Artista cosmopolita, instancabile viaggiatore tra America e Europa, Chase è una figura di spicco dell’arte americana di fine Ottocento e inizio Novecento, la cui idea generalista rimane limitata a James McNeill Whistler e John Singer Sargent. La biografia e l’opera di Chase offrono uno straordinario esempio di cosa significasse essere pittore negli Stati Uniti tra la seconda metà dell’Ottocento e la Prima Guerra Mondiale, a che livello fosse la didattica, il mercato dell’arte, il collezionismo e la formazione dei musei. Attraverso la guida di illustri relatori, il pubblico potrà scoprire la precisa politica espositiva dell’artista e la realtà delle colonie artistiche statunitensi stabilitesi a Venezia e Firenze .

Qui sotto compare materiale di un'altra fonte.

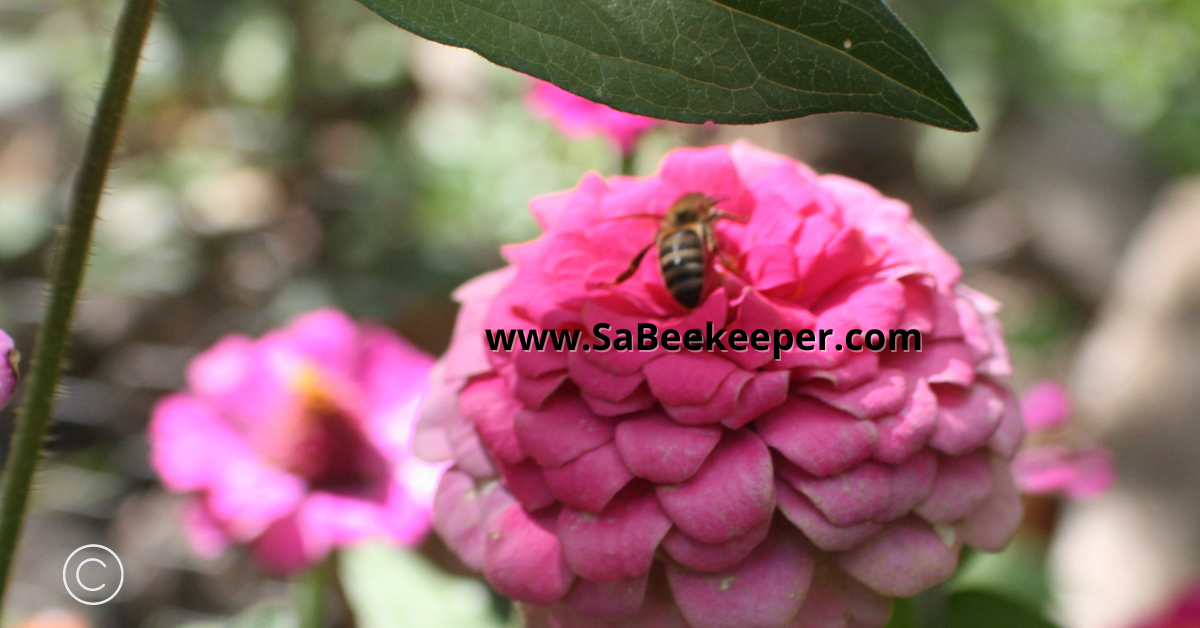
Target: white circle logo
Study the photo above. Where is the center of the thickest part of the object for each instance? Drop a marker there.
(91, 575)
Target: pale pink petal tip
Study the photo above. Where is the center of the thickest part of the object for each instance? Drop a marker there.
(579, 117)
(299, 442)
(1045, 405)
(1080, 474)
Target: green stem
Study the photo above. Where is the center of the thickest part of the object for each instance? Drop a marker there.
(70, 259)
(312, 588)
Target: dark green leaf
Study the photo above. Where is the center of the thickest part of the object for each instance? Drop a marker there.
(733, 61)
(979, 609)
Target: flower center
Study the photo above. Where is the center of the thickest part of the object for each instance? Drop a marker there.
(325, 444)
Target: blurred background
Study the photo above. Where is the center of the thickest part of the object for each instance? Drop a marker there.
(282, 155)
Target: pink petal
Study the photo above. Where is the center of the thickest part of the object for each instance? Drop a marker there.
(816, 437)
(885, 394)
(1008, 435)
(591, 480)
(607, 600)
(723, 404)
(463, 513)
(852, 497)
(525, 480)
(1078, 473)
(995, 521)
(687, 378)
(965, 418)
(523, 560)
(489, 405)
(768, 389)
(731, 494)
(903, 560)
(939, 363)
(617, 543)
(763, 591)
(205, 534)
(826, 536)
(1045, 405)
(281, 548)
(190, 443)
(907, 431)
(713, 556)
(661, 450)
(599, 382)
(911, 483)
(837, 600)
(561, 431)
(960, 486)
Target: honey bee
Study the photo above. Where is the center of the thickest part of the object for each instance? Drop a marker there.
(685, 244)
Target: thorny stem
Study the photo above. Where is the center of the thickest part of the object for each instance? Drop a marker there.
(70, 261)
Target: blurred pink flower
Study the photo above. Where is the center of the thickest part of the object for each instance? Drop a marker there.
(1079, 473)
(724, 489)
(1185, 612)
(9, 359)
(577, 117)
(299, 442)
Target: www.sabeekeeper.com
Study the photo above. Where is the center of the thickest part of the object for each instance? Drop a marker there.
(647, 338)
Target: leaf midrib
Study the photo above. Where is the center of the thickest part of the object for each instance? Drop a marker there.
(748, 55)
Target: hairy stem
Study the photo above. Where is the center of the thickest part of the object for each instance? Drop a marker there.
(312, 588)
(70, 259)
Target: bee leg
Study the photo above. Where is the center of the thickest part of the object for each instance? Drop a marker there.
(711, 245)
(717, 215)
(633, 265)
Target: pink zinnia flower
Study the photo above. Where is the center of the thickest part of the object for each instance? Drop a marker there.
(9, 359)
(1183, 614)
(1079, 473)
(724, 489)
(577, 117)
(299, 442)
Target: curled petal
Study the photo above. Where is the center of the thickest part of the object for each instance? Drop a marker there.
(826, 536)
(463, 512)
(905, 432)
(607, 600)
(687, 378)
(965, 418)
(817, 437)
(713, 556)
(837, 600)
(852, 497)
(994, 522)
(617, 543)
(1080, 474)
(765, 591)
(661, 450)
(591, 480)
(1045, 405)
(960, 485)
(523, 560)
(885, 394)
(731, 494)
(903, 560)
(562, 431)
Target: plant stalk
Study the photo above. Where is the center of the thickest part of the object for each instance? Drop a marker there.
(312, 590)
(66, 277)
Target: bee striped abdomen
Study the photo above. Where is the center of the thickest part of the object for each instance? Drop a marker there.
(682, 261)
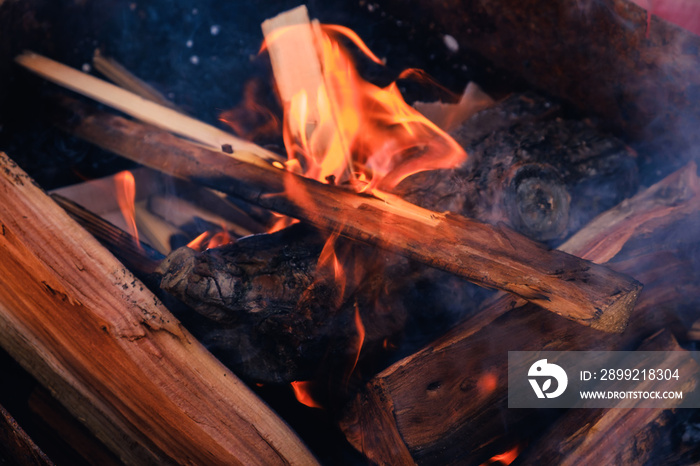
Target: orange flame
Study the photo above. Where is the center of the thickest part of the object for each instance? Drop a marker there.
(487, 383)
(302, 393)
(209, 240)
(125, 185)
(360, 337)
(504, 458)
(251, 118)
(358, 132)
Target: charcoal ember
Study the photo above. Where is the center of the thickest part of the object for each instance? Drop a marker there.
(275, 315)
(541, 174)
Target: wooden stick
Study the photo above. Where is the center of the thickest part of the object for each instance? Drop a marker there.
(446, 376)
(142, 109)
(491, 256)
(110, 352)
(115, 72)
(18, 447)
(619, 435)
(140, 259)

Giovedì 20 aprile 2017, ore 18.30

William Merritt Chase e il soggiorno fiorentino con Francesca Bardazzi, storica dell’arte

Pittore americano tra i più affermati e dotati della sua epoca, Chase fu autorevole maestro per i giovani artisti del suo Paese. Fin da studente, viaggiò in continuazione tra la patria e l’Europa, determinato ad acquisire mezzi tecnici e cultura artistica. Tuttavia l’esperienza fiorentina si colloca nella tarda età ed è legata alla sua attività di insegnante. A Firenze giunse per la prima volta nel 1907 alla guida di un gruppo di studenti americani per una summer class, sull’esempio di quelle istituite a Shinnecock Bay (Long Island) e dopo altre summer in giro per l’Europa. Firenze aveva sempre esercitato un grande fascino sugli americani per la presenza dell’antico e per l’unicità della campagna circostante. Un civilized landscape agli antipodi del paesaggio della loro terra, selvaggio e così vasto che l’occhio si perde, tanto da apparire a Henry James privo di “fascino e di grazia”. Chase sfruttò al massimo, anche come pittore, questa occasione dipingendo en plein air paesaggi ritenuti dalla critica “più impressionisti” di quelli realizzati in Francia. Come Sargent, Cassatt e altri americani della sua generazione, considerava l’apprendistato a Firenze, Venezia -per  James, l’Italia era “la patria della bellezza, delle arti, di tutto ciò che rende la vita splendida e dolce”-  e in generale in Europa, necessario per riappropriarsi della storia e della cultura che i primi coloni si erano lasciati alle spalle. Il Vecchio mondo li attraeva inoltre perché vi trovavano il linguaggio più moderno del momento: l’Impressionismo. Chase e compagni, tornati in patria, innestarono questo bagaglio di antico e moderno sulla tradizione del loro paese, dando vita agli albori del nuovo secolo alla prima arte pienamente americana e  rimanendo “americani per sempre”.